= Tony Straiges =

Tony Straiges (born October 31, 1942) is a scenic designer for the stage and ballet. He has designed the sets for 17 Broadway musicals, plays and specials. His sets "often have a sparse elegance or sense of fantasy about them." Robert Brustein said of Straiges: "Today, he is considered one of the visual poets of the stage." Straiges attended the Yale School of Drama at Yale University.

==Career==
His first Broadway production was Timbuktu! in 1978, and recently he designed the sets for Enchanted April in 2003. He provided the scenic supervision for the 1985 concert version of Follies. Off-Broadway productions include Chasing Manet at Primary Stages in 2009. His first off-Broadway production was Glance of a Landscape in 1975, at Playwrights Horizons. He designed the sets for the stage musical Meet Me in St. Louis at the Irish Repertory Theatre in 2006. He also designed the set for the 1991 Broadway play I Hate Hamlet.

Straiges designed the set for Sunday in the Park with George (1984), and won the 1984 Tony Award, Best Scenic Design, and Drama Desk Award, Outstanding Set Design for his work. Frank Rich wrote that the set was "fantastic", and "What Mr. Lapine, his designers and the special-effects wizard Bran Ferren have arranged is simply gorgeous."

Straiges designed the set for Into the Woods (1987), for which he was nominated for the Tony Award, Best Scenic Design and Drama Desk Award, Outstanding Set Design. Frank Rich wrote of the set "The designer, Tony Straiges, transports us from a mock-proscenium set redolent of 19th-century picturebook illustration into a thick, asymmetrical, Sendakesque woods whose Rorschach patterns, eerily lighted by Richard Nelson, keep shifting to reveal hidden spirits and demons."

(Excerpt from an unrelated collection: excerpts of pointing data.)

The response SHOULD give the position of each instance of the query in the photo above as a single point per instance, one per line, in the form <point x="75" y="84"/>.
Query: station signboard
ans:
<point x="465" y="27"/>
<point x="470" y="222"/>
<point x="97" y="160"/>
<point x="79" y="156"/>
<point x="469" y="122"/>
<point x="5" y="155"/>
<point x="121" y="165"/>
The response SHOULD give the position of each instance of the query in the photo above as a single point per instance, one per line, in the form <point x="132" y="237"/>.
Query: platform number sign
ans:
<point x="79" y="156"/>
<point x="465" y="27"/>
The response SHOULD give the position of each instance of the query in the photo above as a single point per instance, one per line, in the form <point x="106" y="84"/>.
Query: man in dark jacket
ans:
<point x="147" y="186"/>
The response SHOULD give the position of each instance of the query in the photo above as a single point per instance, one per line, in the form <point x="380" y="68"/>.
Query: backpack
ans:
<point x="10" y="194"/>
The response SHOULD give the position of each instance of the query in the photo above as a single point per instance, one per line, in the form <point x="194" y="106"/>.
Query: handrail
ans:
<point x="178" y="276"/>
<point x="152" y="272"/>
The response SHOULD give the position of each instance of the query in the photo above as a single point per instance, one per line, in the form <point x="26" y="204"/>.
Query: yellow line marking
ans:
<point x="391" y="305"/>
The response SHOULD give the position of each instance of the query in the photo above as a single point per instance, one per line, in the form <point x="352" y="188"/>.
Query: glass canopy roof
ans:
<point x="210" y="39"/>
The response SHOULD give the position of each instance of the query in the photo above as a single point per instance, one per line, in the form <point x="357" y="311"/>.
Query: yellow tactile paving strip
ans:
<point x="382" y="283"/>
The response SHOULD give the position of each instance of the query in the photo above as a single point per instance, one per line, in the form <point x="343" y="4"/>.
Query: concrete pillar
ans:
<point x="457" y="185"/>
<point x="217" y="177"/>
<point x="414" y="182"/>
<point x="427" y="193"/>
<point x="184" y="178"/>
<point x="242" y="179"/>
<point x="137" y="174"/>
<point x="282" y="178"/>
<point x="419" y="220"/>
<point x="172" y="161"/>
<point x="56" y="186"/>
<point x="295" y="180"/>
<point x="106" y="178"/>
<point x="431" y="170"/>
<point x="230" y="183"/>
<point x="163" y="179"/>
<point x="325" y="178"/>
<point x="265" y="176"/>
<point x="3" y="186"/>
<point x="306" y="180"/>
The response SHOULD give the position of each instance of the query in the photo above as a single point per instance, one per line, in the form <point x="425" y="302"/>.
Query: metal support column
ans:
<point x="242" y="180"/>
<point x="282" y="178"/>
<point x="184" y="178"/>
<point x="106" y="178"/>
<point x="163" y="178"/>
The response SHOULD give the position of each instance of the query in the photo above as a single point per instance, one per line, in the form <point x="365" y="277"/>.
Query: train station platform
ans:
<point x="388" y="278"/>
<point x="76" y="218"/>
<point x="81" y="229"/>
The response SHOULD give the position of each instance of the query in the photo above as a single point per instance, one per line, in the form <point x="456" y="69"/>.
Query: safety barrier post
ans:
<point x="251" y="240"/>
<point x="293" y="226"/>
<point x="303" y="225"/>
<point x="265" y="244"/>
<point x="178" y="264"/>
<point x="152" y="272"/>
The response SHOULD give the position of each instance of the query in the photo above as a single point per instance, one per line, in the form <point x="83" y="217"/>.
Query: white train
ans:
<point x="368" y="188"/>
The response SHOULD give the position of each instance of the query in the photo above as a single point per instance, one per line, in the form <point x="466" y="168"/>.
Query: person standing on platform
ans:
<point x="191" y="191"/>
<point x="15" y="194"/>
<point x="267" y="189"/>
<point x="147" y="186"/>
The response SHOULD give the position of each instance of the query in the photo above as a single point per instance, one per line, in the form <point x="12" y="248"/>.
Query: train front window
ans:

He has designed for many regional theatres, including Yale Repertory Theatre, New Haven, Connecticut (1974–77, 1978–79, and 1981–82). A sample of productions for that theatre included The Rise And Fall Of The City Of Mahogonny (1974), Troilus And Cressida (1976), and Tales From The Vienna Woods (1978). His work for Center Stage, Baltimore, Maryland included Lady Windermere's Fan in 2004 and On the Verge, or the Geography of Yearning in 1984. He designed for Arena Stage, Washington, DC in 1976-81, including The Winter's Tale in 1979 and 1982–83, and in 1985 designed Women And Water. He designs for the Alley Theatre, Houston Texas.

He also designs sets for ballet companies, including Pacific Northwest Ballet, Joffrey Ballet, and American Ballet Theatre.

A collection of 18 models of Straiges' set designs is in the Ohio State University Library.